The other day, I was picking my daughter up from school and one of her teachers approached me. She asked if we got a puppy and named it Victoria. As anyone who lives with a 4-year-old can attest, the line between reality and fantasy is pretty blurry. I told her teacher that we were actually going to visit a breeder this Saturday who had puppies for adoption, but we hadn’t adopted one yet. Then a teacher from another class interjected, “You should rescue! I always rescue!”
I told her that I see a lot of dogs for aggression and that I wanted to get my daughter a puppy. I support rescue, but a puppy is generally the best for people who have little ones. She acknowledged what I do for a living and then she continued to inform me in front of all the other mothers in the pick up line that I should rescue a dog instead of adopting a puppy from a breeder. From the look on her face, I could tell that she was disgusted with my decision. I left feeling ashamed, guilty, and enraged.
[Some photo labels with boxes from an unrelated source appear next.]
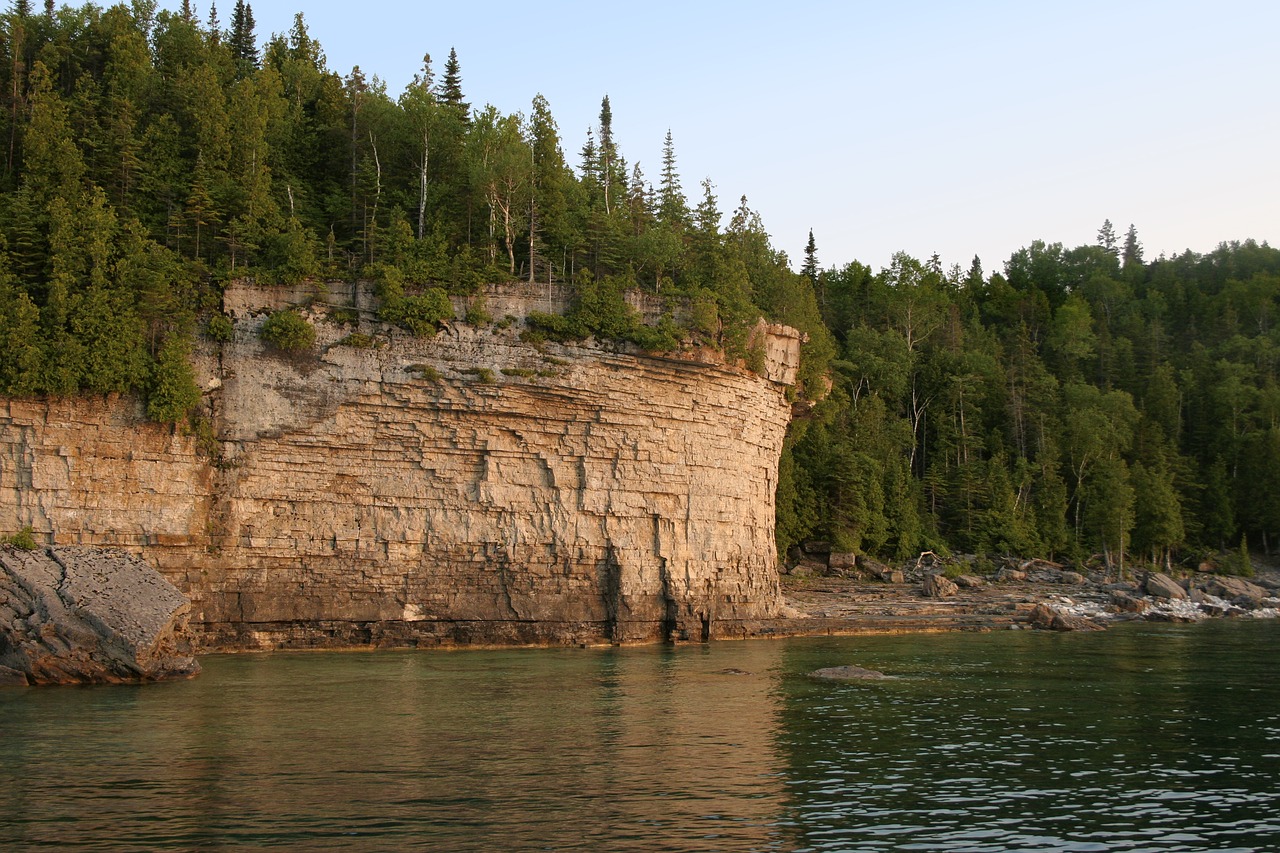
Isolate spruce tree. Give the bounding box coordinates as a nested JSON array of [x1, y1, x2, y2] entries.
[[1121, 223, 1142, 269], [800, 228, 818, 288], [229, 0, 257, 77], [1098, 219, 1116, 255], [440, 47, 471, 122], [658, 128, 689, 228]]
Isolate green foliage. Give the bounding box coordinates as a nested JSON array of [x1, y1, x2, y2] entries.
[[466, 296, 493, 327], [338, 332, 375, 350], [410, 364, 443, 384], [0, 525, 40, 551], [147, 334, 200, 424], [259, 309, 316, 353], [205, 314, 236, 343], [0, 3, 1280, 565], [378, 268, 453, 338]]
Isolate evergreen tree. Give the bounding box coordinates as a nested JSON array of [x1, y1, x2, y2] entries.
[[440, 47, 471, 122], [800, 228, 818, 288], [658, 129, 689, 225], [1121, 223, 1142, 270], [1098, 219, 1119, 255], [227, 0, 257, 77]]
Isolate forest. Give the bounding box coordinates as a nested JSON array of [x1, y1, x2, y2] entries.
[[0, 0, 1280, 570]]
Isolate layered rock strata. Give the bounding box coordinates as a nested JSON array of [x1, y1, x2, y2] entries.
[[0, 281, 800, 648], [0, 547, 200, 685]]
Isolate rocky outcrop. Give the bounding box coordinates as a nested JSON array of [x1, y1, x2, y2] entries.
[[0, 279, 800, 649], [922, 573, 960, 598], [1143, 571, 1187, 601], [0, 546, 200, 685]]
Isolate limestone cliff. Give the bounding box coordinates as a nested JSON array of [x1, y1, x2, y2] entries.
[[0, 279, 800, 648]]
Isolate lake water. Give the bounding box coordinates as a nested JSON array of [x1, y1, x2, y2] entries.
[[0, 621, 1280, 852]]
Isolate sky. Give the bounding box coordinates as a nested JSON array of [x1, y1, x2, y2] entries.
[[225, 0, 1280, 273]]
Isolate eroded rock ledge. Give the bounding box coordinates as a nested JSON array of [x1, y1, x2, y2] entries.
[[0, 546, 200, 685], [0, 284, 800, 649]]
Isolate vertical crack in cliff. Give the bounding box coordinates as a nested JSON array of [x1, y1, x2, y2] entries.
[[653, 512, 680, 642], [596, 543, 622, 643]]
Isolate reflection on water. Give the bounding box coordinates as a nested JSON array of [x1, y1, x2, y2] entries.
[[0, 622, 1280, 852], [0, 643, 791, 850], [780, 624, 1280, 853]]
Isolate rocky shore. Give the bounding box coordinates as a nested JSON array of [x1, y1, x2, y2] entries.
[[780, 556, 1280, 634], [0, 546, 200, 686]]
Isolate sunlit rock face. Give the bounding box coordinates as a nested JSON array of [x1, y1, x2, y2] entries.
[[0, 286, 800, 648]]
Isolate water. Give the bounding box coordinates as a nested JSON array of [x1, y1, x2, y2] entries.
[[0, 621, 1280, 853]]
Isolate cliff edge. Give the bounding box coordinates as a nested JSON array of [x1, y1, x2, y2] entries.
[[0, 284, 800, 649]]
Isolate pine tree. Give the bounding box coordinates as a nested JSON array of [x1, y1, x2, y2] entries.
[[599, 95, 621, 215], [228, 0, 259, 77], [205, 1, 223, 45], [1121, 223, 1142, 269], [800, 228, 818, 289], [440, 47, 471, 122], [658, 129, 689, 229], [1098, 219, 1116, 255]]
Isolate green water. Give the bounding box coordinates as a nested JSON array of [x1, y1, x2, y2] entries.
[[0, 621, 1280, 852]]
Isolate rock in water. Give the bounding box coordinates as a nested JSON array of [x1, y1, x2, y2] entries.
[[0, 547, 200, 684], [1027, 602, 1102, 631], [809, 666, 888, 681]]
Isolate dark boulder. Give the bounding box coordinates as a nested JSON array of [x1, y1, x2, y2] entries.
[[1143, 571, 1188, 601], [809, 666, 890, 681], [0, 547, 200, 684]]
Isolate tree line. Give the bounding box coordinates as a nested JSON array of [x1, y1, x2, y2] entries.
[[778, 222, 1280, 569], [0, 0, 831, 412], [0, 0, 1280, 564]]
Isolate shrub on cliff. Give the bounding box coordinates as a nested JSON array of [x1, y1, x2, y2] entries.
[[378, 268, 453, 338], [147, 333, 200, 424], [259, 310, 316, 352], [0, 524, 40, 551], [205, 314, 236, 343]]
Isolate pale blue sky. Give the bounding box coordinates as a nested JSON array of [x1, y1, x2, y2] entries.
[[225, 0, 1280, 272]]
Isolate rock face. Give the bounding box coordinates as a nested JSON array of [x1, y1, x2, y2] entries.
[[0, 547, 200, 684], [0, 279, 800, 649], [923, 574, 960, 598], [1143, 571, 1187, 601]]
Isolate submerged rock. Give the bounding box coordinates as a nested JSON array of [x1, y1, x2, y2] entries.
[[0, 547, 200, 685], [809, 666, 891, 681], [1027, 602, 1103, 631]]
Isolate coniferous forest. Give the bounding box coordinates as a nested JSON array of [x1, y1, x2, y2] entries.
[[0, 0, 1280, 569]]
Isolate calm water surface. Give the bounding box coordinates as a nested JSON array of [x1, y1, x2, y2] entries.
[[0, 621, 1280, 852]]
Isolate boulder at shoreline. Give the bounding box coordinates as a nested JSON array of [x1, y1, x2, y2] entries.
[[0, 546, 200, 686]]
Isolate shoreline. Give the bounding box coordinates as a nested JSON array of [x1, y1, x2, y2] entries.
[[757, 564, 1280, 635]]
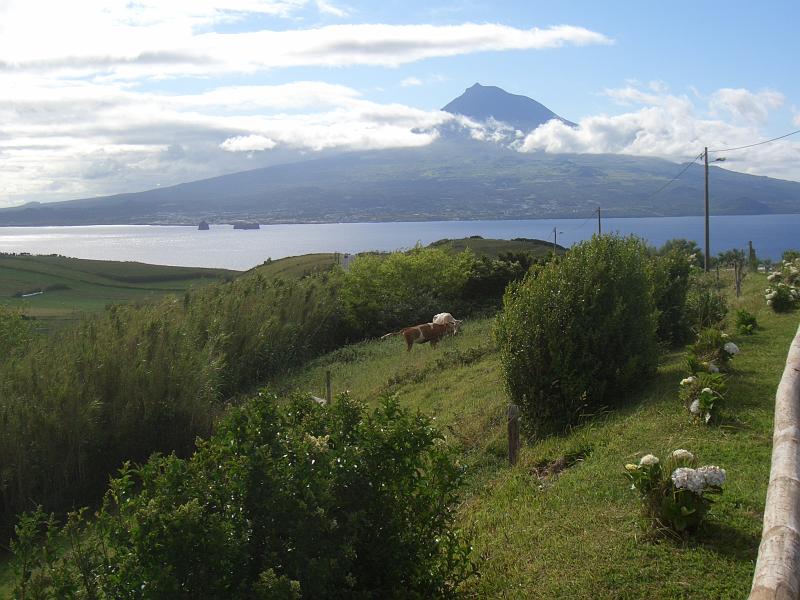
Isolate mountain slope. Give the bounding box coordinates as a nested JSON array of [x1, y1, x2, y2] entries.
[[442, 83, 575, 133], [0, 84, 800, 226], [0, 140, 800, 225]]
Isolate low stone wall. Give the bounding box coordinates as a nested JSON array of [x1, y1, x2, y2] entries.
[[750, 328, 800, 600]]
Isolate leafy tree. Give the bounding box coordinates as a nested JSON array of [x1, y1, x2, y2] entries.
[[496, 236, 657, 434], [14, 392, 475, 600]]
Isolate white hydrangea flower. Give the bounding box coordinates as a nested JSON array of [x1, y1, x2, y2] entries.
[[672, 448, 694, 462], [672, 467, 706, 495], [697, 465, 725, 487], [639, 454, 658, 467]]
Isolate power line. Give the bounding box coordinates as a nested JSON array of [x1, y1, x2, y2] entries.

Wait! I have rescued dogs my entire adult life. I adopted a Rottweiler when she was to be euthanized for aggression and kept her for almost 12 years until she died of renal failure. She was not an easy dog to live with, but we never gave up. When my daughter was born and many told me to euthanize Peanut, it was not even a consideration for me or my husband. I have fostered dogs and cats my entire adult life.
I give substantial discounts at my practice for any dog currently owned by a bona-fide rescue. I lecture at humane societies at no charge. I offer my help in writing protocols for classes, enrichment, and training at no cost to the humane organization. I support rescue and always have. When Peanut died last year, I wanted a medium-sized, brown, adult dog. However, as a mother, you don’t always (make that rarely) get to make selfish decisions without considering your child.
Life has changed. I have a 4-year-old. She grew up with Sweetie, who was a patient and wonderful doggie mother to her. Sweetie passed away when she was 2 and my daughter doesn’t remember her at all. The dog that she does remember is Peanut, my aggressive Rottie. Because her interactions with Peanut had to be so limited, she is afraid of dogs now. Then, I adopted a wonderful Beagle as an adult from a breeder (I wrote about him here). It took ten days for him to snap at her and, separately, another child. The children did no more than reach for him. He didn’t have a bone. He had just been asked to sit. She simply reached for him as she did many times before. In a future blog, I can explain more about what happened with Pete. I returned him to the breeder the next day and he was happy to be back home. He never even looked back for me. Now, my already fearful daughter is even more fearful.
I am not saying that all or even most rescue dogs are aggressive. In my experience, the risk of ending up with a pet with aggression is lower if the puppy is adopted from a good breeder where you can meet the parents. The best indicator of the pup’s adult behavior is the behavior of the parents. At this point, I have to keep my risk of getting an aggressive dog as low as possible so that I have the highest likelihood of getting a pet who is a good match for my family.
Don’t I have the right to choose a puppy from a good breeder so that my daughter can have a dog to hug and love like I did as a little girl? Doesn’t she deserve to understand the deep connection that can be made with a dog? Why is it wrong for me to do everything in my power, including choosing a young, well-bred dog with a low likelihood of aggression, so that my little girl can experience what I did with my dog, Duchess, when I was a little girl?
She was my best friend, the only one that kept my secrets, the only one who truly understood me and was always on my side. Why does that make me an irresponsible dog owner? I will get my middle-aged, medium-sized, short-coated, brown dog from the shelter when my daughter is older, but right now she needs a best friend who is patient with her and can teach her that all dogs don’t bite. She has the right to have that and THAT IS OK.